Brigit has escaped her past life of crime to live a legitimate life as a florist in a small town, where she lives with an old man named Raze, who saved her from a fire when she was young. But when an old contact kidnaps Raze, she has no choice but to do one more art forgery to save the old man's life. Unfortunately, to do this forgery, she must live with a handsome mythology professor named Adam Reid, who is the owner of the painting in question. The last thing she wants to do is steal Adam's prized possession, but she can't let Raze die.

Being a man who was betrayed one too many times, Adam doesn't trust easily, and he certainly doesn't trust the young woman who has come into his life all of a sudden, no matter how mesmerizing her eyes are. But even though he knows she's up to no good, he can't help but feel attracted to her. Even more than that, she bears a lot of similarities to the fairies in old Celtic myths. But he couldn't really be falling under the spell of a fairy, could he?

This story was a little slow to start off with. There's a lot of backstory for both of the sisters right at the beginning, so it was difficult to actually get into the story at first. I also kept getting Brigit and Bridin mixed up so it was hard for me to remember which one was the art forger and which one was imprisoned.

But after the second chapter or so, the story really took off. After being robbed by his ex wife, Adam is forced to rent out a room of his house to help make ends meet, giving Brigit the opportunity to move in, even though he doesn't trust her, which I really like. Part of the fairy lore is that they can make mortal men waste away with longing for the fairy that captures his heart. This easily smacks of insta-love. But not here. Adam is way too wary of Brigit to completely fall in love with her. The fact that he isn't naive or easily manipulated is really good. It almost as if having a bad childhood and then being betrayed by his wife made him more immune to Brigit's Lure.

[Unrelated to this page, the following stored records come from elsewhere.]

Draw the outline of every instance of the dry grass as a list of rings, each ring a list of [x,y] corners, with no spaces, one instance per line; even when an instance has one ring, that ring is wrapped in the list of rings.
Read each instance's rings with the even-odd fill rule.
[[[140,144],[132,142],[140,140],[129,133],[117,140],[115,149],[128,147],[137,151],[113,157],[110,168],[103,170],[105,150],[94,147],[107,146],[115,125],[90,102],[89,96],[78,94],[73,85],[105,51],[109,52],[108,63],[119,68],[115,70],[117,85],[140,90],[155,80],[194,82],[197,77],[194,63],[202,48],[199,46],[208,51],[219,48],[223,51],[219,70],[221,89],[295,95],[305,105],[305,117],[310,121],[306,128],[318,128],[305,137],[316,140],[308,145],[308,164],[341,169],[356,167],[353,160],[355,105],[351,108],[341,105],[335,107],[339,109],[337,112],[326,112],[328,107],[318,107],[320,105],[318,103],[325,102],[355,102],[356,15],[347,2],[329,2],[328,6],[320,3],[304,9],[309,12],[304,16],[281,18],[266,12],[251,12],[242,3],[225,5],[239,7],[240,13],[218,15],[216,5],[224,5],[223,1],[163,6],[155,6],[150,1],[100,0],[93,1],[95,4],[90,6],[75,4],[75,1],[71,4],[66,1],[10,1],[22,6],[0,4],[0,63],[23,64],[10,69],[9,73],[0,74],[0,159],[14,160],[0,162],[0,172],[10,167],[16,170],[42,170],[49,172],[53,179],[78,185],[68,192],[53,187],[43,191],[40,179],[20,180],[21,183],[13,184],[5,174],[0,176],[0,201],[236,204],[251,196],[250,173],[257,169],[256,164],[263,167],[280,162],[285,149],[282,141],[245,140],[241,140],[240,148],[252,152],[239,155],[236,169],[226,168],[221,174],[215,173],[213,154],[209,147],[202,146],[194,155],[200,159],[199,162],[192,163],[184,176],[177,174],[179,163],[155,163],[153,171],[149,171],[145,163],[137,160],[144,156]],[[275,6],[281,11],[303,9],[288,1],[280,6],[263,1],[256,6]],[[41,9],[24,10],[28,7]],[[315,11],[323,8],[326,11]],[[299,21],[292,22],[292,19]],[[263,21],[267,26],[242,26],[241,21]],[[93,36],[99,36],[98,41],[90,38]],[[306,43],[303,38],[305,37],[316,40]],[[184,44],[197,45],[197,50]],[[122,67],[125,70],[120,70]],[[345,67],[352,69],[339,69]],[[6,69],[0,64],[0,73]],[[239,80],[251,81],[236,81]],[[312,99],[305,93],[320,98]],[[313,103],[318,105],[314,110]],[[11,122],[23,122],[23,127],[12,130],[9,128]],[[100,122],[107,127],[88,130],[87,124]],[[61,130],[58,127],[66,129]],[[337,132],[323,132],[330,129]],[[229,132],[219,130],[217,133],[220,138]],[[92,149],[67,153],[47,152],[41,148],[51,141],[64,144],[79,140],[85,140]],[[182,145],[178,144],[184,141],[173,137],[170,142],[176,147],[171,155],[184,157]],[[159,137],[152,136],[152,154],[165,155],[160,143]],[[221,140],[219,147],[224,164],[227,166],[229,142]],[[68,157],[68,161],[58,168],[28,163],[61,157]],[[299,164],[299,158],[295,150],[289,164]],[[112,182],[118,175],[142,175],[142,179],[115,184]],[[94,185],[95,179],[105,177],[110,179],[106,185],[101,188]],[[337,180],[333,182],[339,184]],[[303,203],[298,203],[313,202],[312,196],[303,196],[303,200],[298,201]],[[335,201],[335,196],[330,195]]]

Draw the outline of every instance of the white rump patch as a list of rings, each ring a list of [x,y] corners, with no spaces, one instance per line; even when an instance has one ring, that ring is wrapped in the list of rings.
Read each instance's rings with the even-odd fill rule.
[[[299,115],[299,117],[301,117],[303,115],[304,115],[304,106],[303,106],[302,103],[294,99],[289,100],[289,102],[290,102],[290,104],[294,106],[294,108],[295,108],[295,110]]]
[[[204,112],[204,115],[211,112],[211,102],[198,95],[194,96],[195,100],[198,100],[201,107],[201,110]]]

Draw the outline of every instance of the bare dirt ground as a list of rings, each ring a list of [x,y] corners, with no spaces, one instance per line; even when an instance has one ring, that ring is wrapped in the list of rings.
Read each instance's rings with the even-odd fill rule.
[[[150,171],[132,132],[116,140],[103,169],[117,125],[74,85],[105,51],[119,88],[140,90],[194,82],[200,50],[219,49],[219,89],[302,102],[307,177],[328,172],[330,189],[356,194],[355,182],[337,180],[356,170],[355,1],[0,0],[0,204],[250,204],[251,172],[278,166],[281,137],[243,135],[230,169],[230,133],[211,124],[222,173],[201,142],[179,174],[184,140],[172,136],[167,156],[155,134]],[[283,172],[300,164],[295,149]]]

I also like that Brigit isn't eager to betray Adam. She even tried to give up her florist shop so she wouldn't have to take the painting. It makes her a better match for Adam, even though she often feels a little bit like none of the crime was her fault at all.

Fairytale focuses mostly on Adam's and Brigit's relationship. There's hardly any mention of magic or the impending war in Rush, which is a little frustrating. Even though I really like Adam and Brigit, and they have a really intriguing and well-developed love story, I kept wondering about what was happening in Rush and with Bridin. It was practically just a contemporary romance with the magic more like an afterthought. But it still was a really good story. The action just doesn't really start to happen until Forever Enchanted.

Forever Enchanted

With the help of her sister, Bridin has managed to escape the mortal world and go back to Rush to stage a rebellion against Prince Tristan. But despite being sworn enemies, Bridin has found that she can't hate Tristan. And after being affected by Bridin's Lure for years while visiting her, Tristan doesn't hate Bridin. The war is difficult to fight when the leaders of both sides are in love. Even if they can't even admit it to themselves.

But after Tristan is betrayed by his brother, he finds himself on the same side as Bridin, in exile from Rush and needing to get back for the good of the kingdom. He knows he can't do that without Bridin. If only he can convince her of that.

This story is way more action-packed than the first one. I did have a few problems with it, like how Tristan was so naive about his brother and how the villagers were so quick to turn on Bridin. I was also weird for me to think of Bridin and Tristan in a relationship at first because I had pictured Tristan only as a bad guy. And since he held her captive for most of her childhood, I thought he was much older than her instead of being only seven years older than her. But once I accepted that, it was a really good story. Seeing them both get over their deep-rooted hatred to work together was great. And while Brigit was a martyr, Bridin is a badass, even though she often seemed to lack common sense. This was a great story that just pulled me in and even gave plot twists that I wasn't at all expecting.